Yet the so-called targeted sanctions, including economic strangulation through the Zimbabwe Democracy and Economic Recovery Act (ZDERA) have been instruments used by the US to punish the ZANU PF Government.
The reasons proffered for this are all lies.
The US, like the UK, is bitter that their kith and kin were vanquished by blacks in the then colonial Rhodesia in an armed struggle.
Thus former colonisers and their cousins are never comfortable with former liberation movements.
They feel governments led by former liberation movements, it doesn’t matter where, are difficult to persuade to be generous with their natural resources.
Instead, they feel at home with surrogate governments of their making whereby they will have freedom to exploit natural resources without any qualms.
That is why bandit movements like RENAMO were created to destabilise the FRELIMO government in Mozambique.
The disturbances in the western part of this country soon after independence were not by accident.
So, to expect the West to accept a ZANU PF Government, unreservedly, will be the height of damaging political naivety.
The US will continue to wave the sanctions stick because that’s the language the predominantly racist American polity would like to hear, especially against a product of a former liberation movement.
When then US Assistant Secretary of State Chester Crocker advised Congress to separate the Zimbabwean people from ZANU PF by making the ‘economy scream’, he meant what he said.
To him, sanctions would be the best way to rid the country of the former liberation movement.
The resilience of Zimbabweans, despite the sanctions, has seen the intervention of organisations determined to mobilise people against ZANU PF.
That is why we have seen NED coaching the MDC to wrestle power from ZANU PF through the ballot box.
With elections looming and the MDC as well as other mushrooming political parties in disarray, the Democracy Institute might have found it appropriate to sponsor a united front.
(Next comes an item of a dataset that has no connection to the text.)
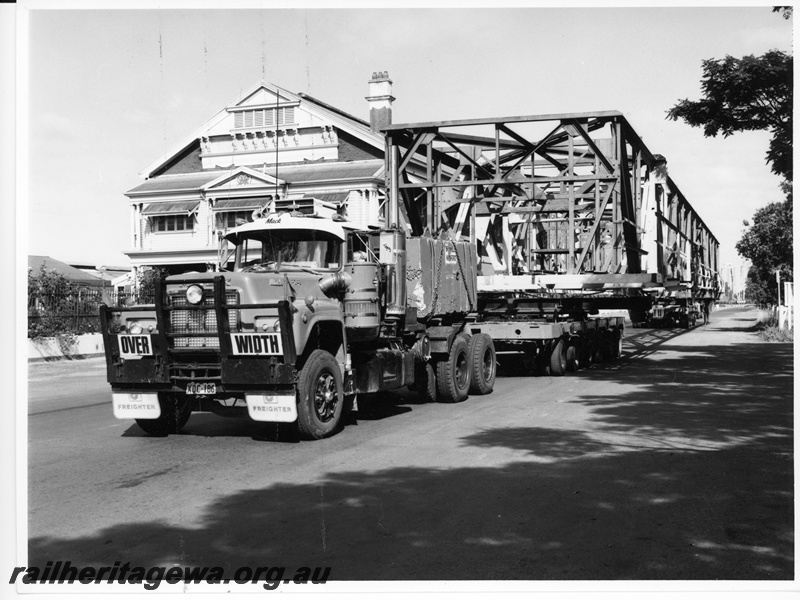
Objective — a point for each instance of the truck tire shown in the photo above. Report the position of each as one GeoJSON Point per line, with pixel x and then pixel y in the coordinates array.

There is talk of spent forces like Tendai Biti, Welshman Ncube and the apparent rudderless G40 cabal seeking refuge in such a coalition going by the name the Zimbabwe Alliance.
Maybe the US might like to be reminded that they got their independence after a bitter seven-year war against the British.
Their war cry was: ‘No Taxation Without Representation’. Ours was: ‘One Person One Vote’.
Both slogans induce the sanctity of sovereignty and the right to self-determination.
Thus it is paradoxical that the US can be seen to be begrudging a country that got its independence through an armed struggle.